For the landing zone, you are going to create three Glue Jobs: one to extract the data from the PostgreSQL database and two to get the data from each API's endpoint. You are going to create those jobs using Terraform to guarantee that the infrastructure for each job will be always the same and changes can be tracked easily. Let's start by creating the jobs and then creating the infrastructure.

4.1.1. Go to the `terraform/assets/extract_jobs` folder. You will find two scripts

- `de-c4w4a1-extract-songs-job.py`: this script extracts data from the PostgreSQL source database.
- `de-c4w4a1-api-extract-job.py`: this script extracts data from the API. Endpoints can be provided through parameters.

Open each of them and follow the instructions in the comments to complete the scripts. Save changes to both of the files.

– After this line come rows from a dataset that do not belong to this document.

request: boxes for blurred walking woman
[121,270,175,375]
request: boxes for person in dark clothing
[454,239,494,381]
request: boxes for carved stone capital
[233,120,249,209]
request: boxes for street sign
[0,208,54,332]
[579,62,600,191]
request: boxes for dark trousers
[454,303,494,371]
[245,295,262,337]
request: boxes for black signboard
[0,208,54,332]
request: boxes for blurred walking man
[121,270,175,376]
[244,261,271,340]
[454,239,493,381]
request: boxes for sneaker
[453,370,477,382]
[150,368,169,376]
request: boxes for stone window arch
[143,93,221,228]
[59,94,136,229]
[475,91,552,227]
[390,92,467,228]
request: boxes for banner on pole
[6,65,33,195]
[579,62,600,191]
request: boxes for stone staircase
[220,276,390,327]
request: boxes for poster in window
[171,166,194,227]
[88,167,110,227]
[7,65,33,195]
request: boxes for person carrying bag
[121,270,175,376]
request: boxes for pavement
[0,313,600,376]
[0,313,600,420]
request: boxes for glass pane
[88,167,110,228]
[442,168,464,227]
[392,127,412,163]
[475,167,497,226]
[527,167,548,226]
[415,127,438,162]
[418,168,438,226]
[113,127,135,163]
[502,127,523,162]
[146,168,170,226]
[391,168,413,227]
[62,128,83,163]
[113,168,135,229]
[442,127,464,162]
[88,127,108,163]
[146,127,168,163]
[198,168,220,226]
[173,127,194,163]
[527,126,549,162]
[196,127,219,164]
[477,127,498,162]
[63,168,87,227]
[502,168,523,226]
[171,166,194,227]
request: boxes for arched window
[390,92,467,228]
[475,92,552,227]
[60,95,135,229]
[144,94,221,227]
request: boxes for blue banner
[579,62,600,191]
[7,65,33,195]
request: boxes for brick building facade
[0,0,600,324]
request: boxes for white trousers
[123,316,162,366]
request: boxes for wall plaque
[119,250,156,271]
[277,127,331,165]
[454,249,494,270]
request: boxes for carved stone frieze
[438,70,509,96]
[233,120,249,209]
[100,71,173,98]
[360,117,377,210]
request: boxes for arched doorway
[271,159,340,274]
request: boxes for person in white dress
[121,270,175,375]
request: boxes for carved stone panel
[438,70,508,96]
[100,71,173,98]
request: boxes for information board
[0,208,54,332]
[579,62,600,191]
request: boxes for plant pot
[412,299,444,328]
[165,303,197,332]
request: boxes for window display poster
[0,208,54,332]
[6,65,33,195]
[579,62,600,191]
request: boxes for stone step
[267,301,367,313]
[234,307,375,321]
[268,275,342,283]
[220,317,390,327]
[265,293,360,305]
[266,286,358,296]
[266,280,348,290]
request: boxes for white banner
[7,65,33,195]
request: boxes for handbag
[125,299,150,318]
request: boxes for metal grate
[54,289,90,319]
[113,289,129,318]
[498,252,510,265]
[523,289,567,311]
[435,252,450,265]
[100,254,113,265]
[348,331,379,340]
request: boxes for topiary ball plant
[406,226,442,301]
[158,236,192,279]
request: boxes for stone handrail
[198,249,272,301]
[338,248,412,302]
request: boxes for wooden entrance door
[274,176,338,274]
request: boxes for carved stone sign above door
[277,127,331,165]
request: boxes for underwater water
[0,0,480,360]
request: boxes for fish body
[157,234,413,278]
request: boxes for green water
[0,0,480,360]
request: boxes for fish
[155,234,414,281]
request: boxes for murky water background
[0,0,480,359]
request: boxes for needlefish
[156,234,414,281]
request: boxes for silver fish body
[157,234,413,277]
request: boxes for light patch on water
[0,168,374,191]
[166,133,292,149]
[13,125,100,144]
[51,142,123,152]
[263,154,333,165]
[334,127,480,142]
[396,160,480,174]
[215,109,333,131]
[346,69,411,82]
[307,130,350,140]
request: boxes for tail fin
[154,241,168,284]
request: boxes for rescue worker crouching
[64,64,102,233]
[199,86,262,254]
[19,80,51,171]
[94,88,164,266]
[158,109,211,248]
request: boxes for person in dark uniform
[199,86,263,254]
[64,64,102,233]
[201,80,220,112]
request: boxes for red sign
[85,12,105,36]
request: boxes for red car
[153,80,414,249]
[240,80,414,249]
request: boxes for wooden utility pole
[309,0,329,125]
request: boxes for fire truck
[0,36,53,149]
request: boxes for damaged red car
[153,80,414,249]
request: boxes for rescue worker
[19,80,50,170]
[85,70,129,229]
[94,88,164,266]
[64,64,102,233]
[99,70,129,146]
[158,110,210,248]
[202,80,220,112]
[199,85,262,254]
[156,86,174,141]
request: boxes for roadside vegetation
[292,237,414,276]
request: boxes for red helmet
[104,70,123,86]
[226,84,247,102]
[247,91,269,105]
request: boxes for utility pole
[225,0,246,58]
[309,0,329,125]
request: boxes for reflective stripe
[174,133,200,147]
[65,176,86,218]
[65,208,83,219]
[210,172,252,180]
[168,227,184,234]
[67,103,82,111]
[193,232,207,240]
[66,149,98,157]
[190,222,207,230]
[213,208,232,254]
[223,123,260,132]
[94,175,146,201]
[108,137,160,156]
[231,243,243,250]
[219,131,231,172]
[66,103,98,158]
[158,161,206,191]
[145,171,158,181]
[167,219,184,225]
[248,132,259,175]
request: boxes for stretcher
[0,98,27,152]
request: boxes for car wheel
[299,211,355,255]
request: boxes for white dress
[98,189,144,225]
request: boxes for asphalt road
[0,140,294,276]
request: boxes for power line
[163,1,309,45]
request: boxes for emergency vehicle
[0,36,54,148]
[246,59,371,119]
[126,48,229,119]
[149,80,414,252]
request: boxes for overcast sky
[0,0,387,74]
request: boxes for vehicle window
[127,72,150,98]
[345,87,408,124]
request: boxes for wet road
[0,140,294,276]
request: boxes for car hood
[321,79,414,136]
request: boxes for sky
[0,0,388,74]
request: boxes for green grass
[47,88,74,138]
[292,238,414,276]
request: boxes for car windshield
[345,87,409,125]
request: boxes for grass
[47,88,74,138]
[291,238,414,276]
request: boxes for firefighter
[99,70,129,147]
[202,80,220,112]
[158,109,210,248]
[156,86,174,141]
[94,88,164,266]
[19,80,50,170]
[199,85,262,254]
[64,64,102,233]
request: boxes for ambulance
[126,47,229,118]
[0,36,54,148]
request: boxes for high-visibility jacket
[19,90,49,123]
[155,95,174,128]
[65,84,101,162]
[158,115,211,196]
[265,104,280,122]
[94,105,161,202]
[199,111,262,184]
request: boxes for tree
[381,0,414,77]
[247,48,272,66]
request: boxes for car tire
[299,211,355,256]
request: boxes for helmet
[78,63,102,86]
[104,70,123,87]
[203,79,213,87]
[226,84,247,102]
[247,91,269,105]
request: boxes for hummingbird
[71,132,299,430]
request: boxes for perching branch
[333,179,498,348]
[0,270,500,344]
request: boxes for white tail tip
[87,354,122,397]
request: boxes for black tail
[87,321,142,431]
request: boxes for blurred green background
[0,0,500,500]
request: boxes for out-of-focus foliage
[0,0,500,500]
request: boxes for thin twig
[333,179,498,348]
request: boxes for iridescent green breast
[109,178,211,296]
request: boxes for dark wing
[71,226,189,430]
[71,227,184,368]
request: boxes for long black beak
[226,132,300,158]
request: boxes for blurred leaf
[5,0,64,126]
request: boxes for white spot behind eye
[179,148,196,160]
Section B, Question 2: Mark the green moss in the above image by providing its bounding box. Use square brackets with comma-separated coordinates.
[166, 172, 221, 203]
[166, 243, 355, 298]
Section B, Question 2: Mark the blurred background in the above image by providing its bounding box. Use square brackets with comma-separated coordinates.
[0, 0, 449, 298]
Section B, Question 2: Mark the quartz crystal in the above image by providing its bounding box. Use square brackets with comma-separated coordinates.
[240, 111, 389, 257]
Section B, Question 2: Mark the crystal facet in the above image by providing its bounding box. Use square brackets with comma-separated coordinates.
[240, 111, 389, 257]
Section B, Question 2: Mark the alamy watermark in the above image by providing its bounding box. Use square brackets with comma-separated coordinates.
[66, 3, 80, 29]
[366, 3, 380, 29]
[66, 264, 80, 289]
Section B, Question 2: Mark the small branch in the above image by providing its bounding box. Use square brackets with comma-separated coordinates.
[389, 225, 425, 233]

In a later section, you will run those Glue Jobs. Take into account that in the landing zone of your Data Lake you will see that the data will be stored in subfolders named according to the date of ingestion, which by default is your current date.

4.1.2. You will need to complete the terraform module `extract_job`. Given that you already created the scripts for the Glue Jobs, let's start by uploading them to an S3 bucket. Open the `terraform/modules/extract_job/s3.tf` file. You are already provided with some resources such as the scripts bucket and its permissions. Complete the code in the file following the instructions. Make sure that you save changes.

4.1.3. Open the `terraform/modules/extract_job/glue.tf` file. In this file you will set all the required resources to create the Glue Jobs. Complete the code following the instructions and save changes.

4.1.4. Explore the rest of the files of the `extract_job` module to understand the whole infrastructure. Avoid performing further changes to other files. Here is the summary of what you can find in those files:
- In `terraform/modules/extract_job/iam.tf` file you can find the creation of the role used to execute the Glue Jobs. There is also the attachment of a policy holding the permissions. Those permissions can be found directly in the `terraform/modules/extract_job/policies.tf` file.
- The `terraform/modules/extract_job/network.tf` has the definition of the private subnet and the source database security group used to create the Glue Connection used to allow the Glue Jobs to connect to the source PostgreSQL database.
- The `terraform/modules/extract_job/variables.tf` contains the necessary input parameters for this module, while the `terraform/modules/extract_job/outputs.tf` sets the possible outputs that terraform will show in the console from this module.

4.1.5. You are ready to deploy the first module of your infrastructure. Open the `terraform/main.tf` file and uncomment the lines associated with the module named `extract_job` (lines 1 to 14); make sure to keep the rest of modules commented. Open the `terraform/outputs.tf` file and uncomment the outputs associated with the extract module (lines 5 to 20). Save changes in both of the files.

4.1.6. In the VSCode terminal, go to the `terraform` folder and deploy the infrastructure with the following commands.

*Note*:<span style="color:red"> All terminal commands in this lab should be run in the VSCode terminal, not Jupyter, as it may cause some issues.</span>

```bash
cd terraform
terraform init
terraform plan
terraform apply
```

*Note*: Remember that the command `terraform apply` will prompt you to reply `yes`.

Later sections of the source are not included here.